You come to the forum in order to use the group's wisdom to tell you what to do in advance of failure and how to avoid it, not to be told in real time that you are more and more likely failing.  Nobody even knows for their own situation when 'failing' has begun or what failing will look like, other than when running out of money 'feels inevitable' which would be way too late.

That's exactly the benefit of having a large group of people with diverse realities and similar goals to talk to and learn from.
-  The size and diversity doesn't offer anything to lower the risk, since none of us have been in a failure cohort, so how are we to know anything helpful to the individual wondering what to do?  We may be offering really bad advice, but with good intentions!

-I'm not sure that getting a boatload of 'case study' style data would help.  Is this a topic that well meaning Mustachians should be advising anyone on?  Maybe trading off that one year of life is a really good idea, although it was a low probability, and we are in the part of the graph where we need to ignore that being dead is more likely than being broke... 

I just read through RootOfGood's latest post, his ~$2.4M NW is down $200k in September.  His expenses are ~$40k/yr.  Even he makes the comment, a few more months like that and maybe we'll start to worry.  But early in the year, his main worry is that he'd oversaved and likely worked much longer than necessary.  That sentiment perfectly encapsulates why advising others on OMY is a fools errand.  It's hard enough, likely impossible, to even know how many (if any) OMY's we should do ourselves.

Metalcat

  • Senior Mustachian
  • ********
  • Posts: 20641
Removed useless long post that I wrote because I misinterpreted a previous point.
« Last Edit: October 08, 2022, 07:47:37 AM by Malcat »

Metalcat

  • Senior Mustachian
  • ********
  • Posts: 20641
Maybe I need to start a different thread, but I'm curious about what this "sampling" looked like for you, or what you imagine it to look like when you mention it for others.

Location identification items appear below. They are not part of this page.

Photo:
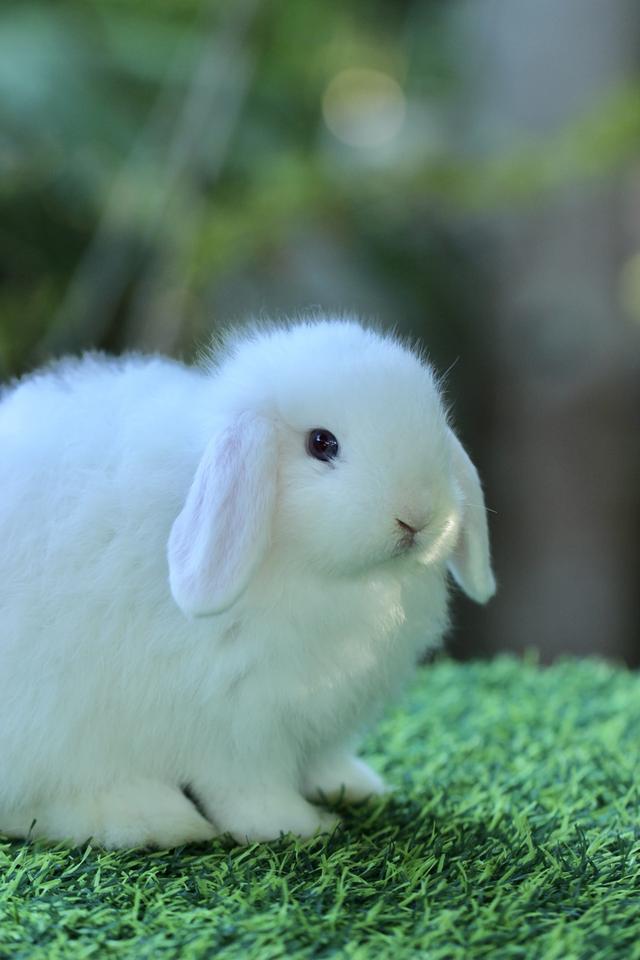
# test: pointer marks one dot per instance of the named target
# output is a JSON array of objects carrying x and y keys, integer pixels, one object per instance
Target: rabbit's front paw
[
  {"x": 267, "y": 817},
  {"x": 341, "y": 776}
]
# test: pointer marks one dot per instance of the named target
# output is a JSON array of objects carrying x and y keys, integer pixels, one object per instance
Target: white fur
[{"x": 115, "y": 691}]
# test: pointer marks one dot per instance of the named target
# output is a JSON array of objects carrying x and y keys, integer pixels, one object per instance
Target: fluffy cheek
[{"x": 319, "y": 524}]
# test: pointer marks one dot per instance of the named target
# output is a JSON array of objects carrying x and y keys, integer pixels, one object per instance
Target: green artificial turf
[{"x": 512, "y": 831}]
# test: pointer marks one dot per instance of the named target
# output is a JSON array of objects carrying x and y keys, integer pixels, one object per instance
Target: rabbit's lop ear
[
  {"x": 222, "y": 532},
  {"x": 471, "y": 561}
]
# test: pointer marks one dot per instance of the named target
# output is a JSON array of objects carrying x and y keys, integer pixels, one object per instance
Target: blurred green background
[{"x": 467, "y": 171}]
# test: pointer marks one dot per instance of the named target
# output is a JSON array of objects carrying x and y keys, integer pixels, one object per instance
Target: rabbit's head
[{"x": 337, "y": 455}]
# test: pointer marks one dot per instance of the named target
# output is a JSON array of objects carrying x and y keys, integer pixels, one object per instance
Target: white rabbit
[{"x": 211, "y": 579}]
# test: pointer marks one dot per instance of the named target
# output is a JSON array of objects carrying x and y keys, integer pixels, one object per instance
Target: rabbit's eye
[{"x": 322, "y": 444}]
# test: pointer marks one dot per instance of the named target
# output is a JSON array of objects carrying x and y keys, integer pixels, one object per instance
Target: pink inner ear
[{"x": 223, "y": 529}]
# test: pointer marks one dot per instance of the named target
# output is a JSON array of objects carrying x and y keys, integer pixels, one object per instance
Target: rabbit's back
[{"x": 95, "y": 458}]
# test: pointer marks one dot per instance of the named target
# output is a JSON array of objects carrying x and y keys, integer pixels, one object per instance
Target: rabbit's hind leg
[{"x": 144, "y": 813}]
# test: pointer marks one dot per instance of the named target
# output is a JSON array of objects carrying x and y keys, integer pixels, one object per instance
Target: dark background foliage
[{"x": 466, "y": 170}]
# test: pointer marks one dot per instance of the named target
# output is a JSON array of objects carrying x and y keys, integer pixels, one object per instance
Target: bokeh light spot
[{"x": 364, "y": 108}]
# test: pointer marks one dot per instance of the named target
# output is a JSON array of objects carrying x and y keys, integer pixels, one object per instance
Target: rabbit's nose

It's an intriguing concept, both for myself and for my DH who is facing a major work transition, but is't yet ready to retire.

Definitely new thread territory.

EscapeVelocity2020

  • Walrus Stache
  • *******
  • Posts: 5238
  • Age: 51
  • Location: Houston
    • EscapeVelocity2020
I think we're talking past each other Malcat.  I'm not saying that this forum has no use, it's bar none great when it comes to FI and ER discussions for example, I'm just finding one area where the forum isn't providing good answers.  Knowing where the limits are is useful.